Dr. med. H. Döhler, Sächsisches Landesinstitut für Arbeitsschutz und Arbeitsmedizin

Umgang mit biologischen Arbeitsstoffen in der Abfall- und Abwasserwirtschaft; Umgang mit BSE/TSE-Risikomaterial

- Kurzfassung des Berichts zur Schwerpunktaktion 2001 -

In den letzten Jahren ging die Zahl der Arbeitsplätze mit Belastungen durch chemische und physikalische Einwirkungen ständig zurück. Dagegen nahmen Tätigkeitsbereiche mit Gefährdungen durch biologische Arbeitsstoffe zu. Es wurde eine Vielzahl neuer Erreger und Erkrankungen identifiziert (z. B. Hepatitis C, -D, -E oder HIV). Gleichzeitig gewannen auch "alte" Krankheitsbilder wie Tuberkulose, Malaria oder Pest wieder an Bedeutung.

Seit Beginn der 90er Jahre wurde auf europäischer Ebene an der Lösung dieses Problems gearbeitet. Daraus resultierte die EG-Richtlinie 90/679/EWG, die jetzt in der Neufassung als RL 2000/54/EG vorliegt. Die Verordnung über Sicherheit und Gesundheitsschutz bei Tätigkeiten mit biologischen Arbeitsstoffen – kurz Biostoffverordnung (BioStoffV) genannt - setzt die europäische Richtlinie in deutsches Recht um. Sie gilt seit dem 1. April 1999. Technische Regeln für biologische Arbeitsstoffe (TRBA) konkretisieren die Vorgaben der BioStoffV.

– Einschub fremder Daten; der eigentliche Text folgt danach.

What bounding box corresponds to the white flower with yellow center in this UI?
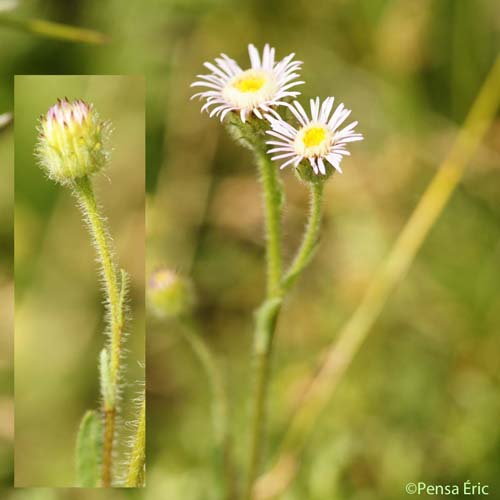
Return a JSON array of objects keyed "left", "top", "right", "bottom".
[
  {"left": 266, "top": 97, "right": 363, "bottom": 175},
  {"left": 191, "top": 44, "right": 304, "bottom": 122}
]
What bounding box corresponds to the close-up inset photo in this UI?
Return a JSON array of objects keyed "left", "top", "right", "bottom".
[{"left": 14, "top": 76, "right": 146, "bottom": 487}]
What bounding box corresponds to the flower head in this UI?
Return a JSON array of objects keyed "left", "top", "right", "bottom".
[
  {"left": 191, "top": 44, "right": 304, "bottom": 122},
  {"left": 266, "top": 97, "right": 363, "bottom": 175},
  {"left": 35, "top": 98, "right": 110, "bottom": 184}
]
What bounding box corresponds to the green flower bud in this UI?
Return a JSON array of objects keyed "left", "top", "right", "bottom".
[
  {"left": 147, "top": 269, "right": 195, "bottom": 318},
  {"left": 294, "top": 161, "right": 336, "bottom": 184},
  {"left": 35, "top": 98, "right": 110, "bottom": 185}
]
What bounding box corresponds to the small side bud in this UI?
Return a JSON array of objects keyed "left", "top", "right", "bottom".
[
  {"left": 99, "top": 348, "right": 115, "bottom": 410},
  {"left": 147, "top": 269, "right": 195, "bottom": 318},
  {"left": 35, "top": 98, "right": 110, "bottom": 185}
]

Im Rahmen der Schwerpunktaktion 2001 wurden 160 Unternehmen mit insgesamt 4206 Beschäftigten der Abwasserwirtschaft, Abfallsortierung und Abfallbehandlung sowie Betriebe, die Umgang mit BSE/TSE-Risikomaterial haben, hinsichtlich der Umsetzung der staatlichen Vorgaben zur Gewährleistung des Schutzes und der Sicherheit bei nicht gezielten Tätigkeiten mit biologischen Arbeitsstoffen kontrolliert und beraten.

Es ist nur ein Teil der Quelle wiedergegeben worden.